A Poetic Apology
Or Why Should You Use Poetry to Manage Python Dependencies
Posted by Pedro Ferrari
on August 21, 2020 · 12 mins read
If you ever spent some time trying to write a Python application you have probably experienced Python's Infamous Dependency Hell at some point. You've probably also gathered by now that it has become a folk tradition to start any piece about such subject with the following notorious xkcd comic:
Luckily for you (and all of us) at the time of writing, there are some good solutions to the entanglement of pains brilliantly depicted in the image above. In fact, you most likely already know that if you want to develop against multiple Python versions you can readily use pyenv to start unraveling your twisted environment. You might have also learned that if you happen to be working at the same time on multiple projects with conflicting dependencies then you can employ virtual environments to isolate clashing libraries. In this document, we'll introduce yet another tool, Poetry, and make an argument about why you should probably add it to your own toolkit.
The Problem
Imagine one lonely night you decide to start a simple dummy Python project accurately
named foo
with the following structure
├── foo
│ ├── foo
│ │ ├── bar
│ │ │ └── data.py
│ │ └── constants.py
│ └── README.md
Since this is not your first Python project and you want to avoid spending more endless nights fixing incompatibilities between your system and project modules, you diligently initiate a virtual environment from your shell with
$> python -m venv ~/Desktop/venv/foo-venv
and activate it within the newly created project with
$> source ~/Desktop/venv/foo-venv/bin/activate
Equipped with an isolated environment, you triumphantly proceed to install the ubiquitous
Pandas data library. To achieve such thing you use Python's de-facto package manager
pip
and carefully pin the library version to ensure replicability
$> pip install pandas==0.25.3
Since you are a bit lazy at doing exploratory data analysis, you also install the nifty
pandas-profiling
module to help you with that tedious work
$> pip install pandas-profiling==2.5.0
After all this flirting, you finally start coding (assuming that adding the
following lines to the data.py
file can, in fact, be called that)
import pandas as pd from pandas_profiling import ProfileReport df=pd.DataFrame([['a',1],['b',None]],columns=['category', 'value']) df['category']=df['category'].astype('category') if __name__=='__main__':ProfileReport(df).to_file('foo.html')

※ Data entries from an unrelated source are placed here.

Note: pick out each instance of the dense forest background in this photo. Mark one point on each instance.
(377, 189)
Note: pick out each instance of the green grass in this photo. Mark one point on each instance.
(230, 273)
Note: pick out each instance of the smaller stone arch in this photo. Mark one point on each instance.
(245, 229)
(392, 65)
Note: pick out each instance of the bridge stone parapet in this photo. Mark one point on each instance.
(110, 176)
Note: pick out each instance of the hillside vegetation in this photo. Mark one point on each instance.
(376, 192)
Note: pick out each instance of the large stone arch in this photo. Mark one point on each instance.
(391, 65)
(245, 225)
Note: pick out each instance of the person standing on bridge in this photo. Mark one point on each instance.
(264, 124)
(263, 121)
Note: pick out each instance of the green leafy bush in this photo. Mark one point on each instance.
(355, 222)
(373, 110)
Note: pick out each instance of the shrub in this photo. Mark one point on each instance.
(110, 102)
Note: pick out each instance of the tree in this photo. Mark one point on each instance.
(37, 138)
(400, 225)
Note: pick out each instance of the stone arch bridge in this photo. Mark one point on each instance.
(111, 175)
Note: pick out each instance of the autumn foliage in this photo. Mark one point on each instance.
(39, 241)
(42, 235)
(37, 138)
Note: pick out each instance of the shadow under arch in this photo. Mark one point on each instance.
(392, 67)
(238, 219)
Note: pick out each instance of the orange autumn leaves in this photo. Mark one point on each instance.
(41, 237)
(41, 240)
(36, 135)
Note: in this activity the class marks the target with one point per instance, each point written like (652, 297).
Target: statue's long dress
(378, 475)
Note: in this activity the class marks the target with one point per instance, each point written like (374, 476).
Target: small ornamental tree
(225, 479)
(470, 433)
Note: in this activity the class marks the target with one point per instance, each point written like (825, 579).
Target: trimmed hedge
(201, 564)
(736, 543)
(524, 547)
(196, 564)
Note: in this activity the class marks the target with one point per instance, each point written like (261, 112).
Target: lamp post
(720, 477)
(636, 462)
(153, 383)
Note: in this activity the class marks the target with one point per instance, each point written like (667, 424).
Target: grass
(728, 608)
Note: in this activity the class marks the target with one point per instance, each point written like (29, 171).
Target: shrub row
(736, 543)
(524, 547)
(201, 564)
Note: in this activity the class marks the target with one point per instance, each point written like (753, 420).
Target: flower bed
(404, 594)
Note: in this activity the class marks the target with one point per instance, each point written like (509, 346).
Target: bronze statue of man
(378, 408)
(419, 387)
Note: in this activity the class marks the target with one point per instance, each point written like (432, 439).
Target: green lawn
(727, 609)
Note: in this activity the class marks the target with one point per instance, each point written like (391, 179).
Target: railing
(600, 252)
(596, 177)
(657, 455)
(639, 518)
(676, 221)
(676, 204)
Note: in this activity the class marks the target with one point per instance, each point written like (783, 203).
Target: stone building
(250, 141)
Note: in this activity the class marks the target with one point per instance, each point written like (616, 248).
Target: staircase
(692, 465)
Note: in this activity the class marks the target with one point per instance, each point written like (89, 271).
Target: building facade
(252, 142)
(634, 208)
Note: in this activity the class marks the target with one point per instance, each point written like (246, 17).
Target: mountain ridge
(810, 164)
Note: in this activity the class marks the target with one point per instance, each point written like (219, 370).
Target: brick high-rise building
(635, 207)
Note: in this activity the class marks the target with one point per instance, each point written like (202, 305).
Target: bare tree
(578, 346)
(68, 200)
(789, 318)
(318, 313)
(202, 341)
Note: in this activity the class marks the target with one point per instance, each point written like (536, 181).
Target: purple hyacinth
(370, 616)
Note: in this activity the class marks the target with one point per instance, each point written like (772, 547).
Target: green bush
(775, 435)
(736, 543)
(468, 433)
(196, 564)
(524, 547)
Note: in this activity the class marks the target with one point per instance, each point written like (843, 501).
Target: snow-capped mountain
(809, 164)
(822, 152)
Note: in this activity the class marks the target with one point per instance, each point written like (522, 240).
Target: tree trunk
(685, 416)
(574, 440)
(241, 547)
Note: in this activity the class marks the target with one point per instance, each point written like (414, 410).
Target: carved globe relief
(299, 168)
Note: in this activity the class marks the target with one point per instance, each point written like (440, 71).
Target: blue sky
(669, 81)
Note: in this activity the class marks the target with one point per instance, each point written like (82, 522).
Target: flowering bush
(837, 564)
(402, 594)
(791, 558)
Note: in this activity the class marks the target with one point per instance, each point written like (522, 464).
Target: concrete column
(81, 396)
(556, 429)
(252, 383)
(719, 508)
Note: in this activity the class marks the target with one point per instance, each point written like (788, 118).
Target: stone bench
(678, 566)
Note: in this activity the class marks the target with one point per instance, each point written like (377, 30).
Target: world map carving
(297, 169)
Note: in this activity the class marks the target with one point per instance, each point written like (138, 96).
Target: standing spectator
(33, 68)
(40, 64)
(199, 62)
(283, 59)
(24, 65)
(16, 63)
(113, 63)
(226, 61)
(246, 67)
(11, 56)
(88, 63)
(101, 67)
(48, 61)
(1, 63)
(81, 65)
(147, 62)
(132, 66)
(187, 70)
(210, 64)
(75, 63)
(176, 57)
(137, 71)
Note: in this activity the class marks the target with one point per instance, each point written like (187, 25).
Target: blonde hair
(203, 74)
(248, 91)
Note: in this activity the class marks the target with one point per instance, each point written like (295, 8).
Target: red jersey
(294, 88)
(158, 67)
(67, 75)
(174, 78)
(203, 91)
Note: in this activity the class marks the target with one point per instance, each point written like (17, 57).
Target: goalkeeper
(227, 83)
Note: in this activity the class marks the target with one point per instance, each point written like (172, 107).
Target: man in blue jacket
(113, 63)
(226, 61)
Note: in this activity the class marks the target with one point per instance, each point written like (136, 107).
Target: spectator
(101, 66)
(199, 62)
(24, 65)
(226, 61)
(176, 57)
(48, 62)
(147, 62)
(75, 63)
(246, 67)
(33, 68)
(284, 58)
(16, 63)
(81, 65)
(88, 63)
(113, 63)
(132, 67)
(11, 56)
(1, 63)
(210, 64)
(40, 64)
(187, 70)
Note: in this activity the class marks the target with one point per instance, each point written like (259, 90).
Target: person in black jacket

Given that your days of abusing print
statements for debugging purposes are long gone,
you install the beautiful and handy pdbpp library to
check that these lines work as intended
$> pip install pdbpp==0.10.2
and run your code in post mortem debugging mode with python -m pdb -cc data.py
.
Happy with the clean run, you now realize that in order to ship your voluptuous application
without falling into the "works on my machine" trap you need a way to collect all your
dependencies. A quick Google search will show you that pip's freeze
subcommand allows to
record the current environment package into a requirements.txt
file by means of the
following incantation
$> pip freeze > requirements.txt
which lets anyone use your project by simply installing the needed dependencies with
$> pip install -r requirements.txt
Just as you are about to reveal your masterpiece project to the world, you become aware
that the improved debugging module is actually only used by you while developing. With the
idea of splitting the frozen requirements into separate production and development files,
you take a peek into the generated file only to discover that each and every
single sub-dependency of your application's dependencies is listed therein and locked to a
specific version. Foreseeing the nightmare of maintaining this immense list you uninstall
the pdbpp
library to ensure a clean requirements file again by means of
$> pip uninstall -y pdbpp && pip freeze > requirements.txt
A quick glance at the modified requirements file, however, shows that things didn't quite
turn out as expected: pdbpp
was indeed removed but its dependencies, such as
fancycompleter
, are still installed. Since this seems a dead-end, you choose to start
from scratch by manually creating a requirements.txt
file with only production
dependencies
pandas==0.25.3 pandas-profiling==2.5.0
and an equivalent development file, requirements_dev.txt
, solely containing
pdbpp==0.10.2
Impressed by the cleverness that has seemingly helped you dodge the dreaded Python dependency hell by keeping a record of isolated top-level packages, you decide to call it a day and give a final spin to your application the next day.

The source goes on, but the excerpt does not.